Everyone cheers loudly again, including Maxine. Maggie motions for everyone to quiet down and asks Kurt and Maxine to speak. Maxine laughs, motioning Kurt to go. He says, “What an amazing effort, everyone! I’m so proud. Maxine?”
Maxine hadn’t wanted to say anything, but being cornered like this, she stands up and raises her glass. “Here’s to the Rebellion showing the ancient, powerful order how kickass engineering work is done!”
Again, everyone cheers and laughs. When that all dies down, Maxine says, “Okay, enough of that. On Black Friday we can safely expect one hundred times the load as today. We’ll surely run into tons of problems we’ve never encountered before, so we’ve got our work cut out for us between now and then. Let’s figure out how to best prepare for it.”

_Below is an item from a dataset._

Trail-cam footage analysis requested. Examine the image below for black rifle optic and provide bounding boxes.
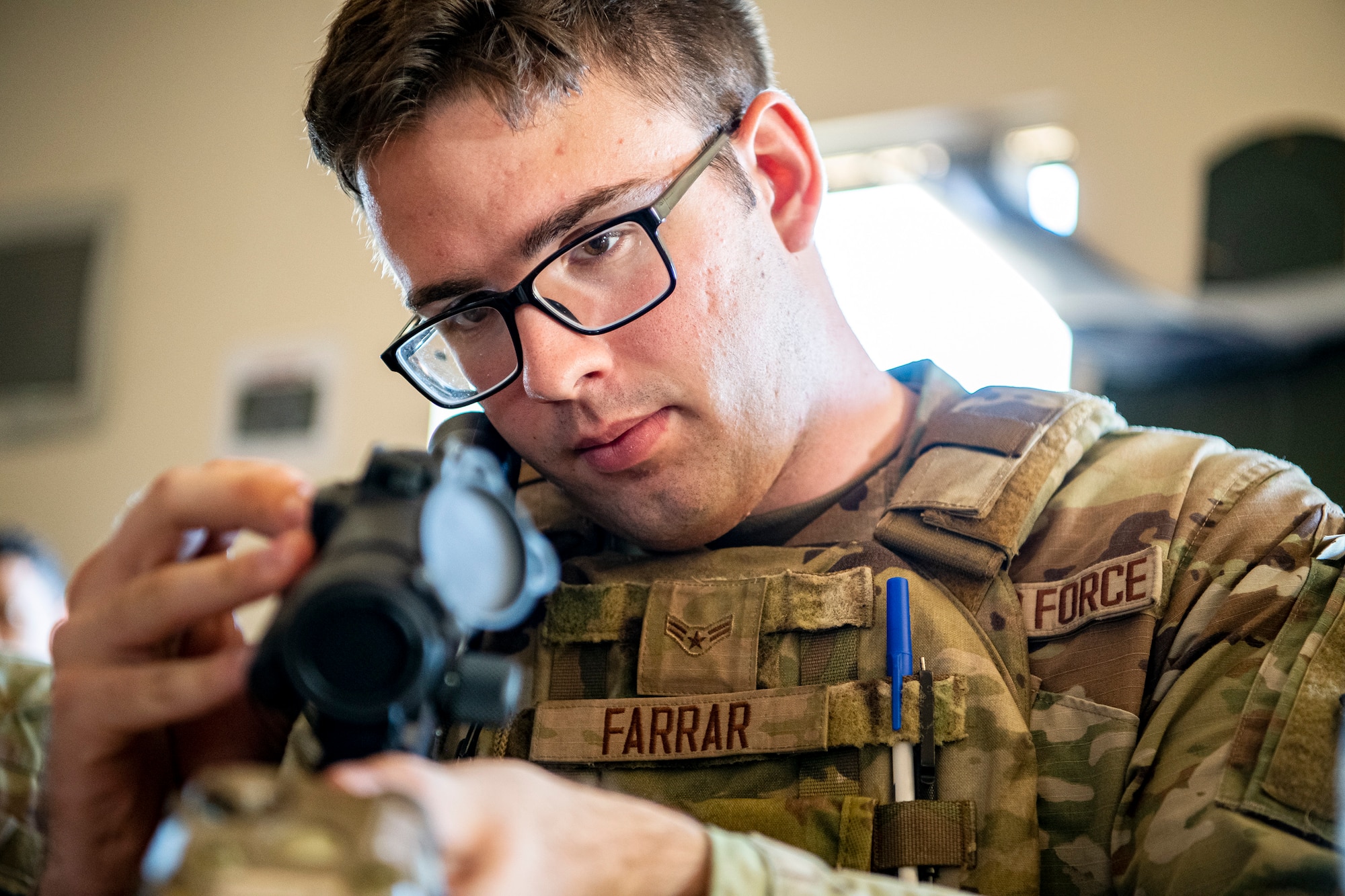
[249,414,560,767]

Kurt adds, “I’d like to send as many people home on time tomorrow as possible, given that it’s Thanksgiving on Thursday. So let’s get to work! And we’ll need people in the office early on Friday to support the launch.”
They agree to stagger the emails and mobile app notifications to prevent the systems from being slammed all at once and to better protect those unexpectedly delicate back-end servers. Brent comes up with an idea to reconfigure the load balancers to rate-limit the transactions. This will cause customer errors on the mobile app and e-commerce servers, but everyone agrees this is far better than those back-end systems crashing again.
“We’ll get on it. I think we’ll be in good shape and get everyone out of here in time for Thanksgiving!” Brent says with a big smile. “Happy Thanksgiving, everyone!”
As Brent predicted, all the work is done before five the next day. With just a couple of exceptions, people start heading out. Maxine is making the rounds, trying to shoo the stragglers home. It’s the day before Thanksgiving, and Maxine wants to get out of here by five thirty. She’s proud that she even got Brent to leave.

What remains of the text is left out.